When Juan Uribe homered in the second inning of Tuesday's game against the Los Angeles Angels, no bubbles were to be found in the dugout. Not everyone in the dugout knew that the league had asked the team to stop, so some were confused as to why there were no bubbles.
MLB spokesman Mike Teevan declined comment when Shaikin asked about why the Dodgers were advised to stop using the machine.
The machine's absence didn't last very long, however. The bubbles made another appearance after Matt Kemp homered on Wednesday at Angel Stadium.
A couple of Dodgers said that the bubbles have just been a way for the team to bond.
"We don't disrespect anybody," second baseman Dee Gordon said, via Shaikin. "We just have fun with our team."

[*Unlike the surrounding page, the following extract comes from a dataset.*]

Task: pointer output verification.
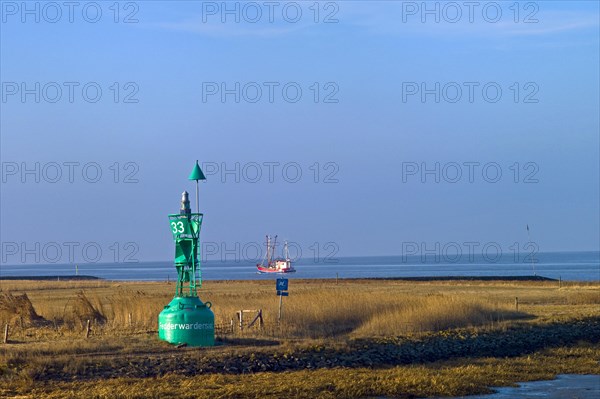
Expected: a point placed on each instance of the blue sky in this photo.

Catcher A.J. Ellis defended his team's celebration, via Shaikin:
Everybody has their own way to celebrate a home run. Ours includes a prop. So does Milwaukee, a guy sliding down a slide. So does New York, with a big apple popping up in center field. So many teams are firing off fireworks.
It's fun for the fans. It's a little innocent thing. This game is serious enough as it is. We get criticized enough for being stoic.
Everyone—whether you are a kid or an adult—enjoys bubbles. The Dodgers found a unique way to celebrate, and now, they are having to defend themselves.
A bubble machine doesn't seem like much of a big deal, but it is something that MLB has its eye on.